Ron DeSantis wants people to believe that the nation’s public universities have gotten away from their core mission of education and become bastions of wokeness run amok, but in Florida, “where woke goes to die” he’s just not going to let that happen.

Now, those of us who are more familiar with what actually happens at colleges and universities know that this is not at all true, and that DeSantis is peddling transparent B.S. as part of a broader push to consolidate his power over public institutions in his state, not just higher ed, but K-12 education as well.

So far, the courts have found some problems with DeSantis’s initiatives, but he doesn’t seem to care. In K-12 education, with the Stop Woke Act, he’s created a sufficient atmosphere of intimidation to have teachers covering up their classroom libraries lest they risk a felony charge.

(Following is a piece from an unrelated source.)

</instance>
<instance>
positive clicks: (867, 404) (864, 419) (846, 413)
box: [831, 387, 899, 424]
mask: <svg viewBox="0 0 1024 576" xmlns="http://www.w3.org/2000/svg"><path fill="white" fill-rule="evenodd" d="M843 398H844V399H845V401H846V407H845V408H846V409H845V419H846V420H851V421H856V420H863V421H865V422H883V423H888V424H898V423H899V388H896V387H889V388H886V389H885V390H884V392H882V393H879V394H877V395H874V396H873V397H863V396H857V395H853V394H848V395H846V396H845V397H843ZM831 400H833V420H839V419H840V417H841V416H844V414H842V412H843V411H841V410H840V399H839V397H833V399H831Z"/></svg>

Such actions would surely be unconstitutional, but this simply becomes another political talking point, the establishment preventing the people, in the person of DeSantis, from exercising their will, as recently outlined in a democratic election that DeSantis won overwhelmingly.

DeSantis is now laying siege to Florida’s New College, a small, public liberal arts school known for its uniquely open culture, in the form of the appointment of a critical mass of trustees – including self-admitted professional propagandist Christopher Rufo, and a founder of a Christian academy named Eddie Speir who writes a shockingly uninformed newsletter – who are prepared to remake the school in an image more palatable to DeSantis and his followers.

As Sam Hoadley-Brill reminded me on Twitter Rufo is on the record denying there’s such a concept of academic freedom, and as Jeffrey A. Sachs (who has been tracking many of these controversies) notes in the government’s response to the ACLU suit to stop the Stop Woke Act, they argued specifically that “A public university’s curriculum is set by the university in accordance with the strictures and guidance of the State’s elected officials. It is government speech.”

Sachs correctly calls this an “all-out assault” on academic freedom, not just an attempt to give the state control over curriculum broadly, but the content of instruction in specific, which would quite obviously render any notion of academic freedom entirely moot.